The Guardian’s “Why the modern world is bad for your brain,” says it all.
“There’s a fly in the ointment,” wrote Daniel J. Levitin in that Guardian article. “Although we think we’re doing several things at once, multitasking, this is a powerful and diabolical illusion. Earl Miller, a neuroscientist at MIT and one of the world experts on divided attention, says that our brains are “not wired to multitask well…”
Levitin, the author of The Organized Mind: Thinking Straight in the Age of Information Overload, goes on to insult us with a circus metaphor, saying that while we may think we’re juggling all those balls so nicely, “we’re more like a bad amateur plate-spinner.” Studies indicate that the bad plate spinning makes us significantly less efficient; as much as 40-percent less productive according to research cited by the American Psychological Association.
Even worse, multitasking apparently increases our production of cortisol and adrenaline, and creates — this is scary, but explains everything — “a dopamine-addiction feedback loop, effectively rewarding the brain for losing focus and for constantly searching for external stimulation…the prefrontal cortex has a novelty bias, meaning that its attention can be easily hijacked by something new…”
So it’s a vicious, hideous cycle we’re dealing with.

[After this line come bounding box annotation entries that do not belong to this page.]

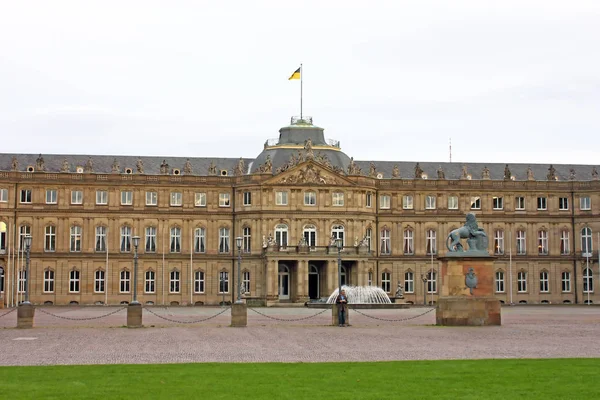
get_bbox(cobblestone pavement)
[0,306,600,365]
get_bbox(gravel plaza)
[0,306,600,365]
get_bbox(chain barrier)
[248,307,331,322]
[36,307,127,321]
[144,307,231,324]
[350,307,435,322]
[0,308,17,318]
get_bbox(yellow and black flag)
[288,67,302,81]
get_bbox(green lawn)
[0,359,600,400]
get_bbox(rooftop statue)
[446,213,489,256]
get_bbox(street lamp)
[23,235,31,304]
[421,274,427,305]
[131,236,140,304]
[235,236,243,304]
[335,238,344,296]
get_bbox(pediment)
[265,161,354,186]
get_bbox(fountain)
[305,285,409,309]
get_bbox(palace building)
[0,117,600,306]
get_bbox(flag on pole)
[288,67,302,81]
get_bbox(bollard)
[17,303,35,329]
[127,303,142,328]
[231,303,248,327]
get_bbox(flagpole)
[300,64,304,119]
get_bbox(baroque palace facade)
[0,118,600,306]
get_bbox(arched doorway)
[278,264,290,300]
[308,264,321,299]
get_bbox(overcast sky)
[0,0,600,164]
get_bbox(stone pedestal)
[231,303,248,327]
[331,304,350,326]
[127,303,143,328]
[17,304,35,329]
[435,296,502,326]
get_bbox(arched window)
[583,268,594,293]
[144,270,156,293]
[379,228,392,255]
[538,229,548,256]
[44,268,54,293]
[581,227,593,257]
[496,271,505,293]
[169,269,181,293]
[302,225,317,247]
[194,271,205,293]
[494,229,504,255]
[331,225,346,246]
[402,229,415,255]
[427,229,437,255]
[540,271,550,293]
[170,226,181,253]
[275,224,288,248]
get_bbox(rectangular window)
[194,228,206,253]
[517,271,527,293]
[69,269,79,293]
[94,269,105,293]
[146,192,158,206]
[44,225,56,251]
[144,226,156,253]
[0,189,8,203]
[46,189,58,204]
[515,196,525,210]
[170,192,183,207]
[425,196,436,210]
[219,271,229,293]
[537,197,548,210]
[332,192,344,207]
[71,190,83,204]
[402,195,413,210]
[381,272,392,293]
[242,226,252,253]
[561,271,571,293]
[379,194,391,210]
[194,193,206,207]
[96,190,108,206]
[44,269,54,293]
[517,231,527,255]
[304,192,317,206]
[219,228,229,254]
[219,193,229,207]
[242,271,250,295]
[492,196,504,210]
[21,189,31,204]
[579,196,592,211]
[119,270,131,293]
[244,192,252,206]
[448,196,458,210]
[496,271,504,293]
[560,231,571,256]
[169,271,181,293]
[275,192,287,206]
[194,271,209,293]
[144,271,156,293]
[404,271,415,293]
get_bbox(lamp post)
[131,236,140,304]
[335,238,344,296]
[23,235,31,304]
[421,274,427,305]
[235,236,243,304]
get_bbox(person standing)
[335,289,348,327]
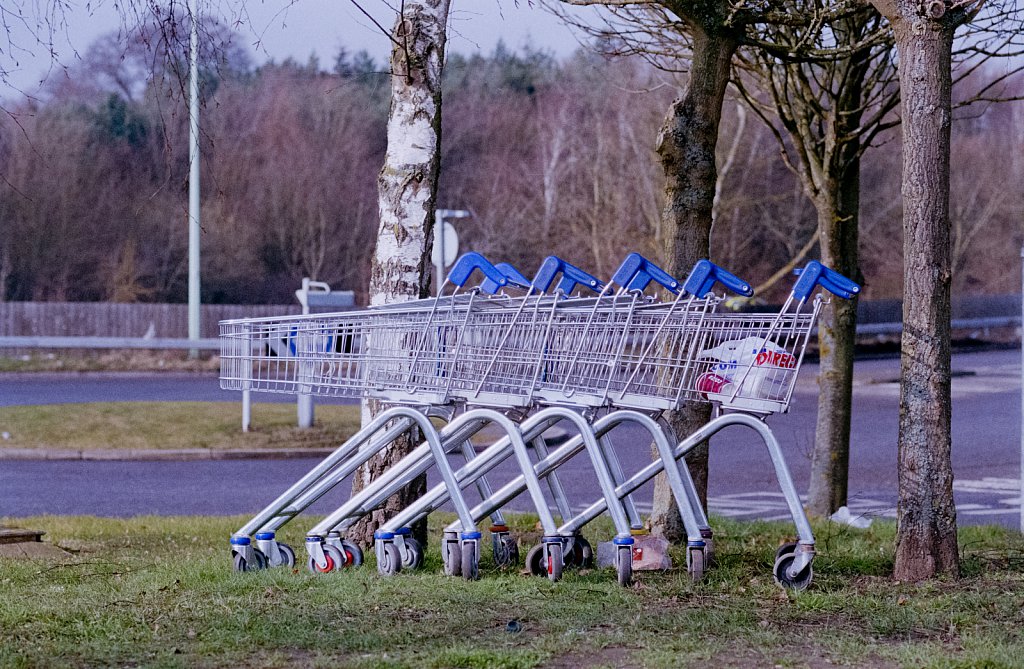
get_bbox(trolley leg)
[598,435,643,530]
[532,436,572,520]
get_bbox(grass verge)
[0,516,1024,668]
[0,402,359,450]
[0,348,220,373]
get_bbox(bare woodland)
[0,25,1024,303]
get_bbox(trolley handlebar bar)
[683,260,754,297]
[480,262,529,295]
[611,253,679,295]
[793,260,860,300]
[532,255,604,295]
[447,251,518,292]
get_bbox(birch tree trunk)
[893,15,959,581]
[348,0,450,545]
[650,23,738,541]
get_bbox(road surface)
[0,350,1021,528]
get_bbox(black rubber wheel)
[341,539,362,567]
[526,544,548,576]
[544,543,565,583]
[462,540,480,581]
[233,549,266,572]
[377,543,401,576]
[686,548,708,583]
[401,537,423,570]
[615,546,633,588]
[278,541,295,569]
[775,541,797,559]
[441,539,462,576]
[565,536,594,569]
[306,544,345,574]
[495,535,519,569]
[772,552,814,590]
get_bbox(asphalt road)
[0,350,1021,528]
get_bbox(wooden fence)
[0,302,302,338]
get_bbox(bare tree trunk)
[650,29,737,541]
[893,15,959,581]
[807,170,860,515]
[348,0,450,545]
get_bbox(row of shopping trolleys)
[220,253,859,588]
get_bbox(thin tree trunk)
[807,168,860,516]
[348,0,449,545]
[650,29,737,541]
[893,14,959,581]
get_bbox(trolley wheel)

When we check email, then Facebook, Instagram, answer the phone, text, text, text to the point where we are texting details about a shooting to the teenager who only asked whether the voice lesson is still on…because at that very moment, we were also entering the date our period ended in Pink Pad so that we can remember what’s going on there, what with all the other distractions….and wonder with a flood of panic — while sautéing onions — how the other teenager will get from baseball to soccer.
When we switch around like that — make sure you are seated — we are hit with a “burst of endogenous opioids…all to the detriment of our staying on task,” Levitin writes. “It is the ultimate empty-caloried brain candy. Instead of reaping the big rewards that come from sustained, focused effort, we instead reap empty rewards from completing a thousand little sugar-coated tasks.”
It’s even worse for your brain than pot-smoking, Levitin notes, since Cannibinol does wonders for messing with cognitive function.
If all this weren’t bad enough — and then I promise I’ll stop — “learning information while multitasking causes the new information to go to the wrong part of the brain.” This could have implications for vast numbers of teenagers. “If students study and watch TV at the same time, for example, the information from their schoolwork goes into the striatum, a region specialized for storing new procedures and skills, not facts and ideas.”
Levitin’s article, an excerpt from his book, goes on to cite the metabolic costs of multitasking. But I’m not going to get into that right now — you’ll have to excuse me — a Food 52 email just came in: “The Secret to a Tidier Pantry.”